Dejó que la pregunta flotara en el aire unos momentos.
—Un pecho de mi abuela. Se lo cortaron con un cuchillo y se lo llevaron, un trofeo para colgar en la pared.
Hubo murmullos de horror. Una mujer sentada a una de las mesas delanteras se llevó la servilleta a la boca. El rabino susurró «Santo Dios».
—Por eso mi abuela nunca me abrazó —añadió en voz baja Har-Zion—. Porque sabía que yo notaría algo raro y tenía vergüenza. No quería que supiera de su dolor. No quería que me pusiera triste por su causa.
Calló, a la espera de que las palabras obraran su efecto. Podría haber contado otras historias del mismo cariz. Muchas historias. Sobre sus propias experiencias: las burlas, las palizas, la vez en que, cuando estaba en el orfanato, le metieron un palo de escoba por el recto al grito de «¡dadle por el culo al judío! ¡Dadle por el culo al judío!». Parecía que todos los días de su infancia habían estado ensombrecidos por el miedo y la humillación. Pero prefería no hablar de eso. Nunca había hablado de eso. Ni siquiera con Miriam, su esposa. Era demasiado brutal, demasiado doloroso, peor aún que las quemaduras que le habían destrozado el cuerpo y lo habían dejado como una estatua de cera fundida. Por eso contaba la historia de su abuela, que le tocaba de cerca, pero no tanto como para conseguir que se desmoronara, que se abrieran las compuertas.
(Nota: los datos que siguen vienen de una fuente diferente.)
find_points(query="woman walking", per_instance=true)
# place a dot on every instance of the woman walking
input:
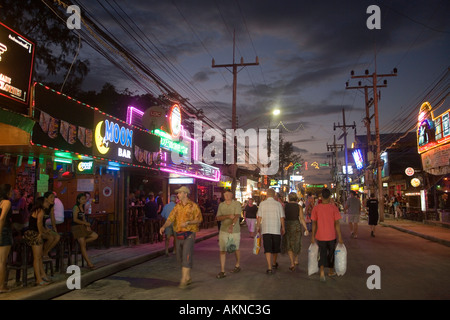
(5, 233)
(33, 238)
(292, 240)
(81, 229)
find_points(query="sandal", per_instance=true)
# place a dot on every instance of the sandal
(42, 284)
(236, 269)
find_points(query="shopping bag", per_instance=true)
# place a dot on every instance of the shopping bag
(313, 258)
(256, 244)
(340, 259)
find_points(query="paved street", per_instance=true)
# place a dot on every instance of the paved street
(411, 268)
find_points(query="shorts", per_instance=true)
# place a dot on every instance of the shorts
(272, 243)
(6, 237)
(223, 239)
(169, 231)
(251, 223)
(80, 231)
(32, 238)
(185, 251)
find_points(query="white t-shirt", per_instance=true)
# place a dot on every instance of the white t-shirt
(271, 212)
(58, 209)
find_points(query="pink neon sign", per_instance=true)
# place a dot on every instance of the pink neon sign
(133, 113)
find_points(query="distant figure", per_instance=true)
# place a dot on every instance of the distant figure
(372, 205)
(81, 229)
(151, 208)
(58, 214)
(5, 233)
(33, 238)
(250, 212)
(292, 240)
(271, 224)
(229, 213)
(353, 208)
(20, 213)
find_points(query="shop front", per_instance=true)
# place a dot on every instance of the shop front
(433, 143)
(70, 147)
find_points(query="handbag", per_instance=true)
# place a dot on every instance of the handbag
(183, 235)
(230, 246)
(257, 244)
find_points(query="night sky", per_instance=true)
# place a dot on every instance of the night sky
(306, 50)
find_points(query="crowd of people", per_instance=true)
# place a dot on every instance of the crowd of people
(36, 222)
(281, 225)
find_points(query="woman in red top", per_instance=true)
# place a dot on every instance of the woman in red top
(325, 217)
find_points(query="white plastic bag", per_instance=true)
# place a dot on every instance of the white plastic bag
(257, 244)
(313, 258)
(340, 259)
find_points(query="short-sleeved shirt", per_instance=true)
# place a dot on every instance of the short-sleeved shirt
(182, 213)
(168, 209)
(354, 206)
(325, 215)
(372, 204)
(271, 212)
(250, 212)
(227, 209)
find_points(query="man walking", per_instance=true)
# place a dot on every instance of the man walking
(325, 217)
(271, 223)
(228, 214)
(186, 217)
(372, 205)
(167, 209)
(353, 208)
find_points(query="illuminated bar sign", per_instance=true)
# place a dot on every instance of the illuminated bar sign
(113, 138)
(85, 167)
(16, 65)
(357, 156)
(432, 131)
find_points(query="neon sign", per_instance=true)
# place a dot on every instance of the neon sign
(113, 136)
(16, 65)
(432, 131)
(357, 156)
(175, 120)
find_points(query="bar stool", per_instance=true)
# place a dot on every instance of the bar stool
(104, 235)
(21, 263)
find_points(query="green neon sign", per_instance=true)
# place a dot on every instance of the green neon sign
(168, 143)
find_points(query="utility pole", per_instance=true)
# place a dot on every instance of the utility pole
(234, 69)
(344, 127)
(334, 148)
(374, 77)
(367, 121)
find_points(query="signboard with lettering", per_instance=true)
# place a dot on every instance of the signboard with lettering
(16, 66)
(432, 132)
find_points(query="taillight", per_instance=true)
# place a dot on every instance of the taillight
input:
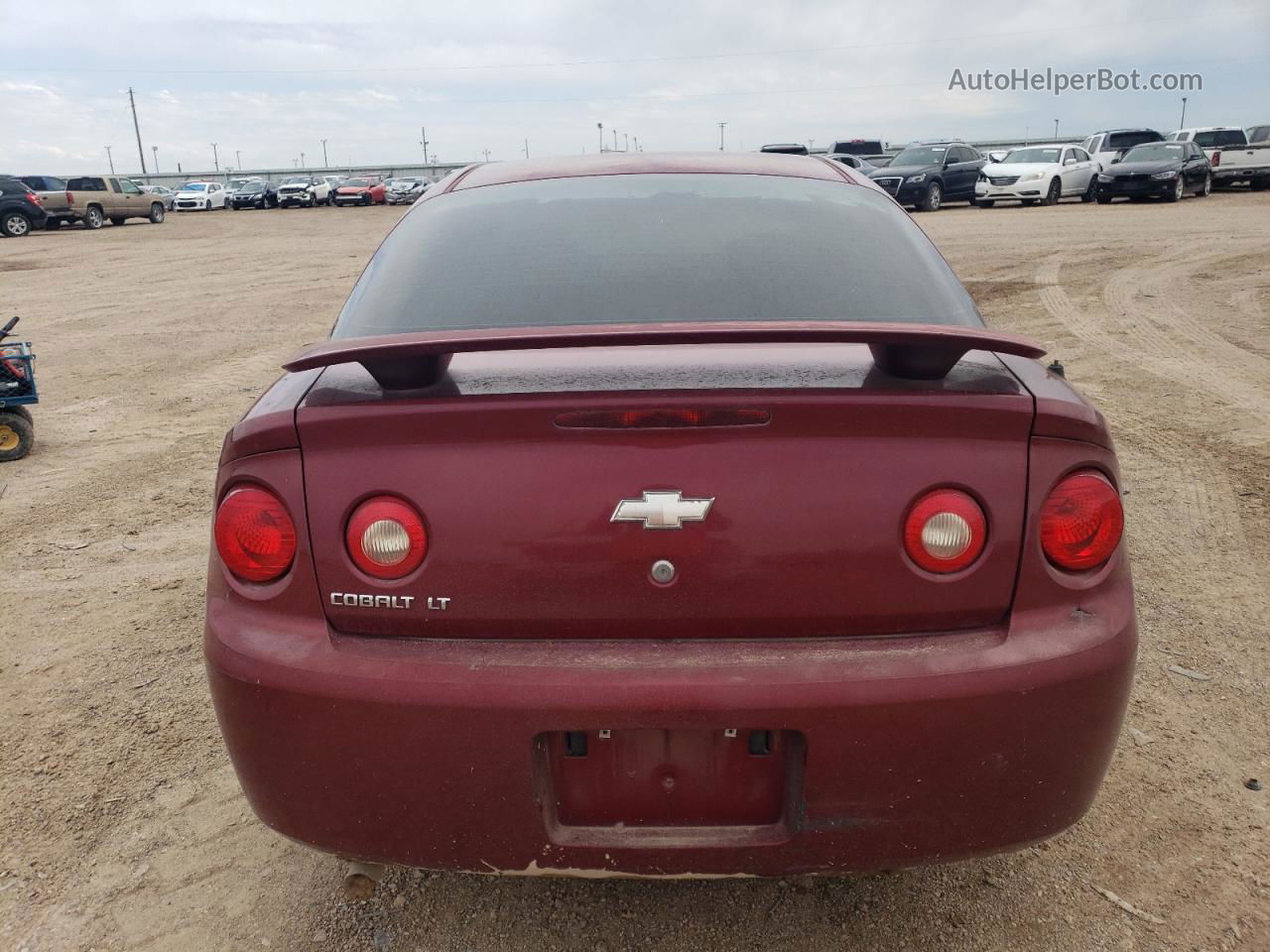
(661, 419)
(945, 531)
(386, 538)
(1080, 522)
(254, 536)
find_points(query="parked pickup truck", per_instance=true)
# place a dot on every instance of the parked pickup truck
(1232, 158)
(54, 195)
(95, 198)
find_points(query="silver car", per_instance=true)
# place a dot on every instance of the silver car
(404, 190)
(169, 197)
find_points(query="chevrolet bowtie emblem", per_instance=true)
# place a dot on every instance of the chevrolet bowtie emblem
(662, 511)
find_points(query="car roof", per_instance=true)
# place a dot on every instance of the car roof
(795, 167)
(1046, 145)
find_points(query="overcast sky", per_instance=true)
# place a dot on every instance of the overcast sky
(268, 81)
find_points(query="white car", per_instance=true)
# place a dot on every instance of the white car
(1038, 175)
(199, 195)
(304, 190)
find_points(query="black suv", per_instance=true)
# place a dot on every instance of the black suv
(21, 209)
(929, 175)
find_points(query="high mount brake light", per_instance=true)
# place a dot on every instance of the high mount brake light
(386, 538)
(945, 531)
(661, 419)
(1080, 522)
(254, 535)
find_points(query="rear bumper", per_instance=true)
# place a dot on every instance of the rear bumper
(1227, 176)
(1135, 189)
(1008, 193)
(915, 749)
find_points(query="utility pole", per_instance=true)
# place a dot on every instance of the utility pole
(141, 153)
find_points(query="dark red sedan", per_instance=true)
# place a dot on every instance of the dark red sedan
(626, 526)
(361, 190)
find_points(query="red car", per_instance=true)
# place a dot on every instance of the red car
(625, 526)
(362, 190)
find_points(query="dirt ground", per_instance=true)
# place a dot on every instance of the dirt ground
(122, 820)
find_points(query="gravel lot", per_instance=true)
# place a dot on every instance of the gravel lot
(122, 820)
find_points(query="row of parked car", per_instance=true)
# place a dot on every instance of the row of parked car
(294, 190)
(31, 202)
(1133, 163)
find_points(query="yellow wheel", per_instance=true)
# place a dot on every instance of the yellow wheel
(17, 434)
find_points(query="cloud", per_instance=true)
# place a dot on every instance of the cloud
(272, 80)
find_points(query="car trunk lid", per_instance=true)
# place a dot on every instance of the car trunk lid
(802, 539)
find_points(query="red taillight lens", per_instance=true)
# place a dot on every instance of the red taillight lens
(945, 531)
(254, 536)
(661, 419)
(386, 538)
(1080, 522)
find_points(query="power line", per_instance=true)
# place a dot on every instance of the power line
(136, 127)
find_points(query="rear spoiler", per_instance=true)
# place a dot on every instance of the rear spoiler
(420, 359)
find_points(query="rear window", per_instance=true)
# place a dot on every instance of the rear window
(1127, 140)
(857, 146)
(44, 182)
(1220, 137)
(1040, 154)
(640, 249)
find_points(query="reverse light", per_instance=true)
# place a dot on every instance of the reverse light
(254, 535)
(386, 538)
(945, 531)
(1080, 522)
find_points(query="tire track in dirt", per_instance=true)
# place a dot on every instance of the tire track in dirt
(1196, 490)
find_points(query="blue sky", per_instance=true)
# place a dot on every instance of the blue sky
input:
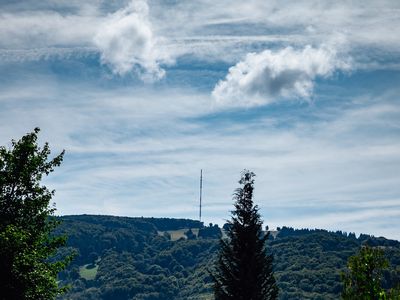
(142, 95)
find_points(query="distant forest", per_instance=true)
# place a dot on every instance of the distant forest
(163, 258)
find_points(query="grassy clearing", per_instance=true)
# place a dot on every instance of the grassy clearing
(88, 272)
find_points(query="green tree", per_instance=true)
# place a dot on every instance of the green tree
(243, 270)
(363, 277)
(27, 247)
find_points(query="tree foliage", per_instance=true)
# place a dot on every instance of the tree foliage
(363, 278)
(26, 222)
(243, 268)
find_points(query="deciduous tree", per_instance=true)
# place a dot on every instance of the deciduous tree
(27, 270)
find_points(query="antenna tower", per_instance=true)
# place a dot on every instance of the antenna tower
(201, 191)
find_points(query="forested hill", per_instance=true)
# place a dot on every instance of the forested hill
(162, 258)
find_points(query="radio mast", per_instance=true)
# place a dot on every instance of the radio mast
(201, 191)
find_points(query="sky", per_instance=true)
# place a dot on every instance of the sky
(142, 95)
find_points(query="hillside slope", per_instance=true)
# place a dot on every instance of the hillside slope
(156, 258)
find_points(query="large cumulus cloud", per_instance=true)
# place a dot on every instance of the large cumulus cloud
(126, 42)
(268, 76)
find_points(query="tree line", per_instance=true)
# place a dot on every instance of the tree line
(243, 269)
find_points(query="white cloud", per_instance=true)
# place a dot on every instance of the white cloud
(126, 42)
(265, 77)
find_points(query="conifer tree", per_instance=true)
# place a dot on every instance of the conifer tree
(243, 270)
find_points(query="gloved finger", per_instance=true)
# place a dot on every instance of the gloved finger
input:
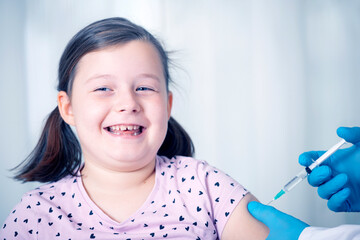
(332, 186)
(263, 213)
(319, 175)
(338, 203)
(349, 134)
(307, 158)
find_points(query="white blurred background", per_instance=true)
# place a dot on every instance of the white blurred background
(258, 83)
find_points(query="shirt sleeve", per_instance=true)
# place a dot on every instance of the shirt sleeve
(21, 222)
(342, 232)
(224, 192)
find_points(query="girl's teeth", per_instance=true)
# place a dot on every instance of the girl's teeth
(124, 128)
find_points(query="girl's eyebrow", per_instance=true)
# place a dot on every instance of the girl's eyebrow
(109, 76)
(96, 76)
(148, 75)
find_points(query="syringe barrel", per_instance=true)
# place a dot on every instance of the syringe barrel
(295, 181)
Había mucho dolor dentro. Mucho horror. A veces tenía la sensación de ahogarse en la negrura.
Tomó un tercer sorbo de agua, tosió para aclararse la garganta y se encaminó hacia la conclusión del discurso. Juró que lo sucedido a su abuela nunca volvería a pasarle a ningún judío, que haría cualquier cosa con tal de defender a su pueblo, de mantener fuerte a Israel. Cuando hubo terminado, el público se puso en pie como un solo hombre, le vitoreó y aplaudió. Agradeció la ovación, mientras sentía un picor incontrolable en la piel; después se sentó con la ayuda de Avi. El rabino le dio unas palmaditas en el brazo.
—Eres un buen hombre, Baruch.
Har-Zion sonrió, pero no dijo nada. ¿Lo soy?, se preguntó. Bueno y malo, bien y mal… palabras que parecían carecer ahora de significado. Sólo quedaban la fe en Dios y la lucha por sobrevivir. Era lo que había hecho toda su vida. Lo que su pueblo había hecho toda su vida. Se volvió un poco, con rigidez, echó un vistazo a la menorah de siete brazos grabada en un panel detrás de la mesa, pensó en Laila al-Madani, al-Mulatham y todos los demás, antes de mirar al público y sonreír cuando un fotógrafo se acercó para tomarle una foto.